If you decide that the plaintiff has established by a preponderance of the evidence that the plaintiff is entitled to recover under [the Jones Act negligence claim] [and/or] [the unseaworthiness claim], then you must determine whether the plaintiff’s own negligence was a cause of the plaintiff’s injury or damage. The defendant has the burden of proving by a preponderance of the evidence that the plaintiff was negligent and that the plaintiff’s negligence was also a cause of the plaintiff’s injury or damage.
The plaintiff has a duty to use the care that a reasonably prudent person would use under similar circumstances. The defendant must prove by a preponderance of the evidence that the plaintiff’s failure to use such care contributed in some way to bringing about the plaintiff’s injury.
If you decide that the plaintiff was negligent and that the plaintiff’s negligence was a cause of the plaintiff’s injury, you must then decide to what extent the injury was caused by the plaintiff’s negligence. This should be fixed as a percentage—for example, 10%, 50%, 90%. The percentage of the plaintiff’s negligence, if any, is for you to decide. You must then write that percentage on the appropriate place on the verdict form. Do not make any reduction in the amount of damages that you award to the plaintiff.
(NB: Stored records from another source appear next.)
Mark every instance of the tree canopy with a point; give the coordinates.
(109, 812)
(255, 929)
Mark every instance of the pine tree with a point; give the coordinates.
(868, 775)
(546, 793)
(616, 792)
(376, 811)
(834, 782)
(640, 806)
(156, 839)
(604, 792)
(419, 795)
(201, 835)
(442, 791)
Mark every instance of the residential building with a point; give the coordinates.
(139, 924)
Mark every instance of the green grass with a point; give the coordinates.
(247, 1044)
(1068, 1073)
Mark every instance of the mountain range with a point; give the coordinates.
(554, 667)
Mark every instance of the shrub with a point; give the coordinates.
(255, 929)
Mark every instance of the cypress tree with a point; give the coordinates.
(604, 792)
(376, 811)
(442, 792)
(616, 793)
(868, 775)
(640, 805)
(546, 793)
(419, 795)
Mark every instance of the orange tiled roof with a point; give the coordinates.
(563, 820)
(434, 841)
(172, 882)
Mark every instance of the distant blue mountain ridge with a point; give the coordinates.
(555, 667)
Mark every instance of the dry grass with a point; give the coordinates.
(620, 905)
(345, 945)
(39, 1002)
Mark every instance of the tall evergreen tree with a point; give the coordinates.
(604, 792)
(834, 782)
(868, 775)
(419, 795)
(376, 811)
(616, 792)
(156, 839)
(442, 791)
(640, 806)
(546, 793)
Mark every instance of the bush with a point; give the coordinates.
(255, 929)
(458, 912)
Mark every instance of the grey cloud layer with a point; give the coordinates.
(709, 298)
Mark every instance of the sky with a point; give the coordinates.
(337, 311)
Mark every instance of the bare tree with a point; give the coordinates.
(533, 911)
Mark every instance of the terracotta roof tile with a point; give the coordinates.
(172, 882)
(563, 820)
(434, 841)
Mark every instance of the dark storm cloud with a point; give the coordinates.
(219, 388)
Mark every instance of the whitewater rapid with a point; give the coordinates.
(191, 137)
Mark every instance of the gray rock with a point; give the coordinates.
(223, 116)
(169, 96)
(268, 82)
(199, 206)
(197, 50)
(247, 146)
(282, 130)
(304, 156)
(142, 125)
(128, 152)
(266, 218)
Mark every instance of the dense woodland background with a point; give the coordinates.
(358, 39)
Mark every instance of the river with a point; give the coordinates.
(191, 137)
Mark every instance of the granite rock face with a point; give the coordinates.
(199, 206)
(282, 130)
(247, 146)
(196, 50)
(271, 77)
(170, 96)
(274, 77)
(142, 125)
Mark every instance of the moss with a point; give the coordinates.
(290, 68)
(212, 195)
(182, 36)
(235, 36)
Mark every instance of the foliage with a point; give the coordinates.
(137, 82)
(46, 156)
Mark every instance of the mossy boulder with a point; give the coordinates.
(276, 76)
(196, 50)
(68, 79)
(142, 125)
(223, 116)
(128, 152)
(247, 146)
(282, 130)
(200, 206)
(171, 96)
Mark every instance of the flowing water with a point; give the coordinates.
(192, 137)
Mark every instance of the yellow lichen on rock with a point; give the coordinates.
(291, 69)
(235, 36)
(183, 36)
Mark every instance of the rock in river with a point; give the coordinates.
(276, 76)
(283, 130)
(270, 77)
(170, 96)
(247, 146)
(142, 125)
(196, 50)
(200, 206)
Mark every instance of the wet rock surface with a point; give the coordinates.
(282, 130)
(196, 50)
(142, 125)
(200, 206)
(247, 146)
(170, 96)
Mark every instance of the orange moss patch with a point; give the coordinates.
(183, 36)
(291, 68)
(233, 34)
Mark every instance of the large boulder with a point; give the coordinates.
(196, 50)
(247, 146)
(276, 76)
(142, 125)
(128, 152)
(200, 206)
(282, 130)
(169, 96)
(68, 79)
I will reduce the damages that you award by the percentage of negligence that you assign to the plaintiff.
See 46 U.S.C. § 30104 (extending common-law rights or remedies in cases of personal injury to railway employees to seaman injured in course of employment); 45 U.S.C. § 53 (stating that contributory negligence will not bar railroad employee from suing employer for tort damages).
Section 53 of the Federal Employers’ Liability Act, 45 U.S.C. § 53, which provides for a reduction in the plaintiff’s damages as a result of the plaintiff’s comparative negligence, is applicable to actions under both the Jones Act and general maritime law. See Fuszek v. Royal King Fisheries, 98 F.3d 514, 516 (9th Cir.1996); Kopczynski v. The Jacqueline, 742 F.2d 555, 557-58 (9th Cir.1984). See also Pope & Talbot, Inc. v. Hawn, 346 U.S. 406, 408-09 (1953) ("admiralty has developed and now follows its own fairer and more flexible rule which allows such consideration of contributory negligence in mitigation of damages as justice requires").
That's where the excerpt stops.